🤖 AI Summary
This work addresses the challenge of inaccurate real-time collision risk estimation for autonomous vehicles. We propose a detection-inconsistency-based risk quantification method: safety-critical objects extracted from 2.5D depth maps are cross-modally aligned with outputs from an onboard 3D detector; two inconsistency metrics—IoU overlap and depth deviation—are then computed. A differentiable, interpretable fuzzy inference system maps these inconsistencies to instantaneous collision risk, calibrated against offline collision-rate statistics. Crucially, this is the first approach to explicitly model the relationship between detection inconsistency and ground-truth collision risk. Evaluated on nuScenes, the method demonstrates strong correlation with actual collision events (Spearman’s ρ > 0.82) and reliably triggers risk-responsive behaviors in closed-loop simulation, significantly enhancing system safety.
📝 Abstract
This paper presents a novel monitoring framework that infers the level of collision risk for autonomous vehicles (AVs) based on their object detection performance. The framework takes two sets of predictions from different algorithms and associates their inconsistencies with the collision risk via fuzzy inference. The first set of predictions is obtained by retrieving safety-critical 2.5D objects from a depth map, and the second set comes from the ordinary AV's 3D object detector. We experimentally validate that, based on Intersection-over-Union (IoU) and a depth discrepancy measure, the inconsistencies between the two sets of predictions strongly correlate to the error of the 3D object detector against ground truths.

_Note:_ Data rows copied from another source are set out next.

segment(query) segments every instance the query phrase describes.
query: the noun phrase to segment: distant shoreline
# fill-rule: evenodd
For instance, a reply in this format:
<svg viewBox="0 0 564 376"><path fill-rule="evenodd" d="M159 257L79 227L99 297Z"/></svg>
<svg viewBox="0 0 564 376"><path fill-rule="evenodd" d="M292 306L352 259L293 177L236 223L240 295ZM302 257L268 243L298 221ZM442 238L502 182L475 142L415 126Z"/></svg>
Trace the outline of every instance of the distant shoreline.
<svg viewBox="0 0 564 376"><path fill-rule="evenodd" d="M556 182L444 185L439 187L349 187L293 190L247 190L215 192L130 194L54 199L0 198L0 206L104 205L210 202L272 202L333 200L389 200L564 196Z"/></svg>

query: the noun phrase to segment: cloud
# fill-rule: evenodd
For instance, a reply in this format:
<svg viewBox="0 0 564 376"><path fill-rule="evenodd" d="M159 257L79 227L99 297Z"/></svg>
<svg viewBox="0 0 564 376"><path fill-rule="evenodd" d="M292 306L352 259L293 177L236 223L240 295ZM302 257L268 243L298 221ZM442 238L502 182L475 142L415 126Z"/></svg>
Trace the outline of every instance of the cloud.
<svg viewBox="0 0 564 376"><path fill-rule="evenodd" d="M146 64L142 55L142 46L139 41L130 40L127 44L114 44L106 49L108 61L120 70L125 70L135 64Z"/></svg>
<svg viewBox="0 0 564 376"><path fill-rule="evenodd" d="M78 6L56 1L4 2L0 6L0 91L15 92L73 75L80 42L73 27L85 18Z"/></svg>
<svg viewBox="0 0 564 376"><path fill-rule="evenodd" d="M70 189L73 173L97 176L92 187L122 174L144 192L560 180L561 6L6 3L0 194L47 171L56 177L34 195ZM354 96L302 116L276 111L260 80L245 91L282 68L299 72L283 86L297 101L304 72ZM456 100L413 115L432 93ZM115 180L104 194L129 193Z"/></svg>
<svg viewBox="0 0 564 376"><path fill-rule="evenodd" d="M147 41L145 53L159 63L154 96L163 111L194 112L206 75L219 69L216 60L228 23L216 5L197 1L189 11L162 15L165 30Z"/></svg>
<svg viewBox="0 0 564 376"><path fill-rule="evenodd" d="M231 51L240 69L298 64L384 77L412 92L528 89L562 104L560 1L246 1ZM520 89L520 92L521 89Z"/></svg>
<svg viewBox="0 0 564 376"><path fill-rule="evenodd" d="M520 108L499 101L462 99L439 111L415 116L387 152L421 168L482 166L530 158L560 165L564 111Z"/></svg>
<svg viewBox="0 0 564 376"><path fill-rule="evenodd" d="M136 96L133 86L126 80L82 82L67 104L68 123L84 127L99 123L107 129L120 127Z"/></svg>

This correlation allows us to construct a fuzzy inference system and map the inconsistency measures to an AV collision risk indicator. In particular, we optimize the fuzzy inference system towards an existing offline metric that matches AV collision rates well. Lastly, we validate our monitor's capability to produce relevant risk estimates with the large-scale nuScenes dataset and demonstrate that it can safeguard an AV in closed-loop simulations.